As our global challenges escalate it is crucial that we build the capacity for complex thinking. In the face of aggressive global forces of removal called predatory planning, I work to facilitate and support community processes that build healthy, just and sustainable places. This work is a form of resistance, but also a generative process of creating equity and justice. We find it in grassroots efforts of youth and, community organizers, in official policymaking among city planners or in international efforts for peace and human rights. The challenges are not to be underestimated but the successes along the way are sweet.

What can we do now?

We explored how we are capable of or prevented from shaping the places around us. Structural inequality affects access to and inclusion in public space, public systems, and decision-making. Is this true even in beautiful Järna? After three days of Placemaking class, we head to Järna to apply what we have learned about public space. Some biked, others walked, hitched, or bussed to town where we converged near the ICA supermarket.

We proceeded to march through the park, across the cemetery, and up the stairs to Hasse’s office, a local architect and chair of the town council who has agreed to our visit. In his office, the class discovered a master plan process underway in the city.

They asked questions. They raised concerns about access, equality, and sustainability. The lack of “places for young people to go and be” was highlighted. YIP has made Järna into an international destination for youth. There is power and potential in that.

We explore an abandoned building that a group of artists wants to fix up and establish a shared place for art and artmaking. We talk to some people at the bus stop. We hear different perspectives.

Not bad for one week!

We begin to build relationships and build a process to follow up: a meeting with the architect of the master plan to discuss the need to include young people in the process, a date with the artists about a potential art action, research on existing plans and projects locally.

We track down statistics on regional use of the Culture House and ideas on how to connect the resources in the Antroposophic center just down the road to the town of Järna. And just like that the group became directly engaged in a process of placemaking in their public sphere. Not bad for one week!

This is precisely the kind of capacity builder I want to be: to help people use clear analysis to identify what unique assets their places hold in common and what needs and gaps exist. They can then mobilize to build the places they dream about here and now. I see YIPees doing this, moving fast, impacting multiple arenas, and I celebrate the possibilities!

What did we learn?

In the end, the week held a special significance for each of us as YIPees, contributors, staff, and as local residents. More importantly, it continues to hold implications for the places around us. I learned from the YIP-ies that distinct themes running through many of the workshops from different contributors.

Many contributors spoke of the crisis affecting our current environmental, social, political and economic systems and the need to prepare for an uncertain future.
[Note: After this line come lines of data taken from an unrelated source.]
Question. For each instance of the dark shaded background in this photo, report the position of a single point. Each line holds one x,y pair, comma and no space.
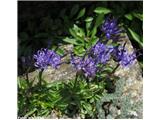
41,21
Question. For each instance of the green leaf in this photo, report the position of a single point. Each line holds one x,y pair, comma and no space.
77,33
71,41
30,112
138,15
41,35
136,37
89,19
87,106
99,19
79,50
129,16
102,10
94,31
81,13
60,51
74,10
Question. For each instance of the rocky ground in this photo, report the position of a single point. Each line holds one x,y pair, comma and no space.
132,91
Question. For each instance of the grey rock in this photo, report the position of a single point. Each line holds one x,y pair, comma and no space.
132,76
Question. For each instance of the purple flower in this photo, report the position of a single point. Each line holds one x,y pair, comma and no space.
111,29
89,67
102,53
123,57
99,48
45,57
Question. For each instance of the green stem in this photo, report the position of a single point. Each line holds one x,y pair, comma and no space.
115,69
75,83
40,77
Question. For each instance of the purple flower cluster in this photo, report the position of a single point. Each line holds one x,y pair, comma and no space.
45,57
102,52
111,29
123,57
99,54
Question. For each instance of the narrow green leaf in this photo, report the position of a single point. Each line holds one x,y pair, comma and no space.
89,19
94,31
60,51
74,10
136,37
138,15
79,50
129,16
102,10
30,112
71,41
81,13
99,20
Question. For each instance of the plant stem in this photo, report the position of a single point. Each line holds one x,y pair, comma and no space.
40,77
115,69
75,83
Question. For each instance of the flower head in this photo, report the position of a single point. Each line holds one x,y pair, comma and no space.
45,57
123,57
102,53
111,29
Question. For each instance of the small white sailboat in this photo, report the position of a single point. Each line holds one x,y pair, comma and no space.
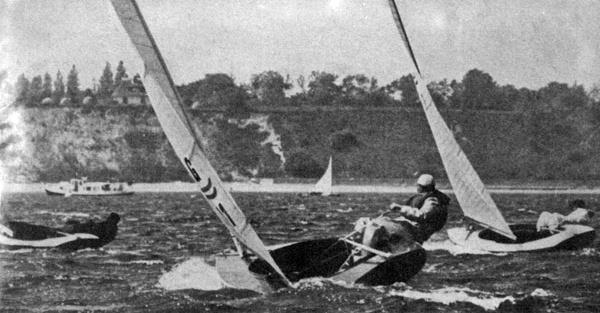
82,187
324,187
474,199
254,266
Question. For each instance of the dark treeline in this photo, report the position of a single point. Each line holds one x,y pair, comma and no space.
48,91
508,133
476,91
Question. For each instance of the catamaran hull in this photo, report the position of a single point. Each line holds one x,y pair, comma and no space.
318,258
568,237
68,242
58,192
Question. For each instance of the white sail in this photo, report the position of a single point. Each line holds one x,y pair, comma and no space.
324,185
181,134
473,197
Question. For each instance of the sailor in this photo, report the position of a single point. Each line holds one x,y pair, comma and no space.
422,215
553,221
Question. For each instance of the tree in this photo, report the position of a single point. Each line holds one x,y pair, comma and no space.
406,87
363,91
441,92
322,90
120,74
22,89
561,97
219,90
35,90
73,85
106,82
270,87
301,164
59,88
47,86
480,90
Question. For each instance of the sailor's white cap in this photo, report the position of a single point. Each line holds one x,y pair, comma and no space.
425,180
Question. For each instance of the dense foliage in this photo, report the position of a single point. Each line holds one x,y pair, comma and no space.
372,131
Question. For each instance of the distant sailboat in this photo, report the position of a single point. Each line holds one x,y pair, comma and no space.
261,268
474,199
324,186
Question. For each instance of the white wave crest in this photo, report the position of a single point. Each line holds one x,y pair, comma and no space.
66,214
452,248
450,295
194,273
145,262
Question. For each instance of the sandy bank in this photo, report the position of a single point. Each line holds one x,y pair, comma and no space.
303,188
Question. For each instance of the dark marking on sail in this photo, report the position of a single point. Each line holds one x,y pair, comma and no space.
222,209
191,169
207,187
403,34
212,195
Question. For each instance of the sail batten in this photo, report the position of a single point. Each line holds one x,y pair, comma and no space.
181,134
474,199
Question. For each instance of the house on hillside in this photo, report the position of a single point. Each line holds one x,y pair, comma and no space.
129,92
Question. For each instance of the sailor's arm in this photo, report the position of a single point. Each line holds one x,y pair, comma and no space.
429,206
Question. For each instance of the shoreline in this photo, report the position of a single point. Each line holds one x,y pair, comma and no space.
249,187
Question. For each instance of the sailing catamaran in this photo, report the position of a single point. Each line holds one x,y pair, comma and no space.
254,266
474,199
324,187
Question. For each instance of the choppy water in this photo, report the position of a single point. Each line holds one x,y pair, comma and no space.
160,261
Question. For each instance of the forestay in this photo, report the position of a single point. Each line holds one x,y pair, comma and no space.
181,134
474,199
324,185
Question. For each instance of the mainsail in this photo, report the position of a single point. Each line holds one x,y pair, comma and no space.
181,134
474,199
324,185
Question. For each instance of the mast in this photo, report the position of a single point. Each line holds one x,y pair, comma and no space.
474,199
182,135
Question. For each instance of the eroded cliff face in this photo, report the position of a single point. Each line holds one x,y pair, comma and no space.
127,144
55,144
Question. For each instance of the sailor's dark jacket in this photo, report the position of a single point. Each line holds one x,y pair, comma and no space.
431,221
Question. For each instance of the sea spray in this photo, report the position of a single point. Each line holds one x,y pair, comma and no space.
448,295
194,273
452,248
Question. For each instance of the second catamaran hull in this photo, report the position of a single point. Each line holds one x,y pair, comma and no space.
528,238
319,258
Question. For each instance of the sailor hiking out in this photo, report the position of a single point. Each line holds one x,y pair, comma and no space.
422,215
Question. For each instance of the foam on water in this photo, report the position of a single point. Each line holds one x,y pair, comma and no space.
194,273
450,295
81,308
67,214
587,252
452,248
145,262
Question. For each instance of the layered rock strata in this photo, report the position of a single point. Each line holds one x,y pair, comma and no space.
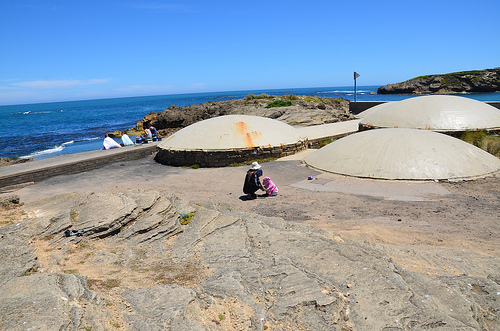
138,262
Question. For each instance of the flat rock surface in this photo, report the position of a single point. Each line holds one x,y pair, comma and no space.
331,253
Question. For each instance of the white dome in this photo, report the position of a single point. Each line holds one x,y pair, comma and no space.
403,154
437,113
232,132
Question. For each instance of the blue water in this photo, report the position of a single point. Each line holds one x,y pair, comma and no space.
51,129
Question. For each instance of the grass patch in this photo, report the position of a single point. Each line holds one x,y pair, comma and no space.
489,142
73,215
171,273
185,216
95,284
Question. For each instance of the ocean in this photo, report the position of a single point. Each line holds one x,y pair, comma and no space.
50,129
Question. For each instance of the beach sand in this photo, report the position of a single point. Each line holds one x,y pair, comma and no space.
461,215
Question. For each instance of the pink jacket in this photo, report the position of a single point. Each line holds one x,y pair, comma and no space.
270,187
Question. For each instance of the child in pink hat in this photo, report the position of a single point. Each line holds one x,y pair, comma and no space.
269,186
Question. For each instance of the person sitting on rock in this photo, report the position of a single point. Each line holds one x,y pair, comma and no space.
252,181
269,186
147,136
126,139
154,132
110,142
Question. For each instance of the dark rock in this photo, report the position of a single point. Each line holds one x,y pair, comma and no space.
9,200
487,80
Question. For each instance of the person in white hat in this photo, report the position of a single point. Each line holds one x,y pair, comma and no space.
252,181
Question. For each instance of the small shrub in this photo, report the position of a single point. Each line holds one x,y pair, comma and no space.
279,103
185,216
73,214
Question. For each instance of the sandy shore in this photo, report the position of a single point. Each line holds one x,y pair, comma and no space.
460,215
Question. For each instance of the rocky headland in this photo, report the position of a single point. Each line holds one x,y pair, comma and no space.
291,109
477,81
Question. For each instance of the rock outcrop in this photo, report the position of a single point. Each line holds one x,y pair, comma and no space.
487,80
303,111
135,260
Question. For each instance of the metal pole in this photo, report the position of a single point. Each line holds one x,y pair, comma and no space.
356,75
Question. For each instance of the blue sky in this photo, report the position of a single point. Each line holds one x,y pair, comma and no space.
75,50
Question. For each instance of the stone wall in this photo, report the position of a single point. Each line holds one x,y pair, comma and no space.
224,158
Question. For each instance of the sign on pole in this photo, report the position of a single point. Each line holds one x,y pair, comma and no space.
356,75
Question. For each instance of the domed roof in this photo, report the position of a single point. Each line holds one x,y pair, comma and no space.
404,154
232,132
437,113
373,109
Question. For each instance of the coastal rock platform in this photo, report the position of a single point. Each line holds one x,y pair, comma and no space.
153,247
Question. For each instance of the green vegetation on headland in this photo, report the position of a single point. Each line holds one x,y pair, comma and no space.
473,81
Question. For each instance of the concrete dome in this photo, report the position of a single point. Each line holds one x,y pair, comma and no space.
223,140
230,132
404,154
438,113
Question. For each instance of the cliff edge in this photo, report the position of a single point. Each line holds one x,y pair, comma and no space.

It is not coincidence that many of us identified facilitation, process and design skills needed to create new forms of education, communication, and connection so that we can all do our part to ensure that another world is indeed possible.

A strong foundation has already been built by this group of committed people. Now they are growing an international network of creative changemakers determined to make a real impact on the world. One place has always beckoned to me: Wherever there is a small group of committed people trying to change the world, that is a place I will be. That is a place I will call home. Thank you Järna, for offering me a home.